Flaw of Averages: Probability Management in Action
By Sanjay Saigal
Handling uncertainty represents the most significant need in converting quantitative insight into profitable action. Yet, explicitly incorporating uncertainty into analytics continues to present theoretical and practical challenges. Because computational results are tied so closely to model inputs, stochastic approaches require the modeler to make strong, sometime unwarranted, assumptions on key inputs such as probability distributions. When such assumptions are challenged by subject-matter experts and end-users, it is difficult to reanalyze and regroup because stochastic methods are typically computationally intensive.
Two OR/MS Today articles   by Savage, Scholtes and Zweidler introduced Probability Management, a new analytic framework for fast and robust stochastic analysis, in 2006. The first article described the key motivation for explicitly integrating uncertainty into decision-making: the outcome at the expected (or average) input is unlikely to be the expected outcome, which Savage cleverly rebranded as “the Flaw of Averages” . To address the shortcomings of average cases analysis, the authors called for “a shift in information management, from single numbers to probability distributions.” In addition, the article listed the technological, informational and managerial foundations of the field, such as interactive simulation, stochastic libraries in the form of SIPs and SLURPs, and introduced the idea of distributions certified by a “Chief Probability Officer.”
The second article expanded on interactive simulation and on the replacement of classical probability distributions by stochastic libraries. At the simplest level, stochastic libraries are pre-generated random trials that “approximate” stochastic inputs. But as likely, they could be outputs of simulation and optimization models. The magic in their simplicity is that unlike distribution formulas, uncertainties expressed as stochastic libraries are additive!

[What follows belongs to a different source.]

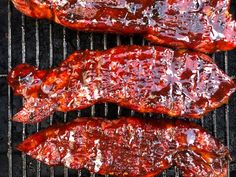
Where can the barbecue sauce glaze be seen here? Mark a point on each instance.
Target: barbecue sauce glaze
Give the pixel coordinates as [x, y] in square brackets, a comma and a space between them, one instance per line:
[142, 78]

Probability Management has made a great deal of progress in the three years since the two articles were published. In addition to numerous projects that have profitably leveraged its concepts, software vendors have begun to provide native support for stochastic libraries, and quite impressively, the user community has begun to frame a best practices- based implementation methodology. Given the rapid pace of developments, an update seems warranted. In the remainder of this article, we mention some successful implementation, list available and announced tools (software and hardware) enablers, and lay out the elements of an implementation methodology.
The Proof of the Pudding
Probability Management has helped Shell Oil’s Exploration and Production (E&P) division move the energy giant from “a highly decentralized business with regional allegiances and reward systems to a single centralized organization managing a large portfolio of exploration opportunities” . Critical to this reorientation, from sequential (best first) project selection to global portfolio management, is an “exploration cockpit” that incorporates simulation and optimization, as well as newly developed Probability Management tools such as “distribution strings” (DISTs), a modularized data format. (More on DISTs later.) Since it was developed in 2003, the model has undergone multiple upgrades while continuously supporting Shell’s worldwide exploration portfolio.
Probability Management posits the standardization of common uncertainties within an organization through stochastic libraries . The Olin Corporation, a major manufacturer of copper alloys, chemicals and other products, used this idea to coordinate otherwise unsynchronized functions of the company . In one case, an Olin plant was frequently unable to meet customer demand, even though separate models for production and logistics had showed that capacity was more than adequate. A coupled stochastic model revealed how the interaction worked to limit the capability of the system as a whole, well below expectations.
Using interactive simulation that encoded how line personnel actually ran their respective silos, the Probability Management-savvy staff helped formulate organic policies that everyone could buy into. As a result, stochastic analysis is replacing average-based “steady state” calculations as the default at Olin.
The biotechnology giant Genentech has used Probability Management to address strategic supply chain planning questions. Genentech’s first project concerned the management of manufacturing assets , where interactive simulation was used to help decision-makers evaluate and derive policies that simultaneously lower cost and delivery risk. More recent work has leveraged the company’s ongoing improvements to its product pipeline management system, and has involved using DISTs to make long-range forecasting faster and more accurate.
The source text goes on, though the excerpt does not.